FADEL: Russia's now in control of one of Ukraine's power plants. It also has control of Chernobyl, and Russian forces are approaching another power plant. What happens if Russian forces seize control of more of these plants?

STEFANISHYNA: Well, I would start by saying that the first 24 hours of war, when they captured the Chernobyl station, this was the target they were attempting to capture. And what we did - we reached all the international organizations and immediately demanded two things - to ensure the secure area in Chernobyl, but also to hold Russia obliged to withdraw its forces and ensure the security of the station. But so far, all the international organizations failed to do anything meaningful in terms of, like, securing these objects, except planning some visits and showing concerns.

But you should really hear me. The Russian Armed Forces - these are the armed forces - they are now physically in this part of area. Nobody has access to that. And nobody, except them, ensures they are functioning. And basically, anything could happen any day. They just get the order, and they implement it. Anything could happen.

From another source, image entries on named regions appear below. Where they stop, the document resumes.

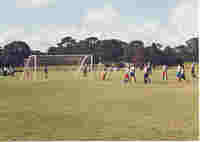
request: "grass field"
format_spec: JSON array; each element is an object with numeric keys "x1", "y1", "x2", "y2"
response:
[{"x1": 0, "y1": 70, "x2": 198, "y2": 140}]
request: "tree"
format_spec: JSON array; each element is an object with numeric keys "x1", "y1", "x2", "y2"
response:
[
  {"x1": 57, "y1": 36, "x2": 76, "y2": 48},
  {"x1": 85, "y1": 37, "x2": 98, "y2": 49},
  {"x1": 4, "y1": 41, "x2": 31, "y2": 65},
  {"x1": 186, "y1": 37, "x2": 199, "y2": 61}
]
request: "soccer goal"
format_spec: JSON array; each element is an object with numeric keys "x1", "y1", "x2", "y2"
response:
[{"x1": 23, "y1": 54, "x2": 94, "y2": 80}]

FADEL: I do want to ask you about your own security. We've heard now of Russian forces taking two mayors hostage since the invasion started. What does this mean for other officials like you?

STEFANISHYNA: We do not really put a line between officials and the citizens of Ukraine who are suffering enormously. There's been assassinated, the womens been raped and the mens were killed. Many, many children were left without their parents and families. Many children has died, basically. And we never couldn't understand what was the purpose of bombing the maternity houses or hospitals or schools or kindergartens.

FADEL: You said women are being raped. Where is that happening?

STEFANISHYNA: There is a major number of areas which are being taken under control of the Russian Armed Forces, like Hostomel, some cities in the southern part of Ukraine, including around the Kyiv area. We have fixed all these cases to the extent we could have because simply the armed forces and Ukrainian officials do not have access to this area, and we have provided all international organizations which has any kind of mandate in that regard. This is crime against humanity. This is not a war. This is a terror.

FADEL: Russian forces have struggled trying to take Kyiv. It's seen as the prize for Vladimir Putin. But they are closing in on the city. Is there any scenario in which you would consider leaving Kyiv?

STEFANISHYNA: Well, I'm not a military person. I mean, we all are now military people in the government. But I have the full confidence that Kyiv is standing on its - two of its legs, and Kyiv will resist by any price.

FADEL: Olha Stefanishyna, Deputy Prime Minister for European and Euro-Atlantic Integration of Ukraine, talking to us via Skype. Thank you for taking the time.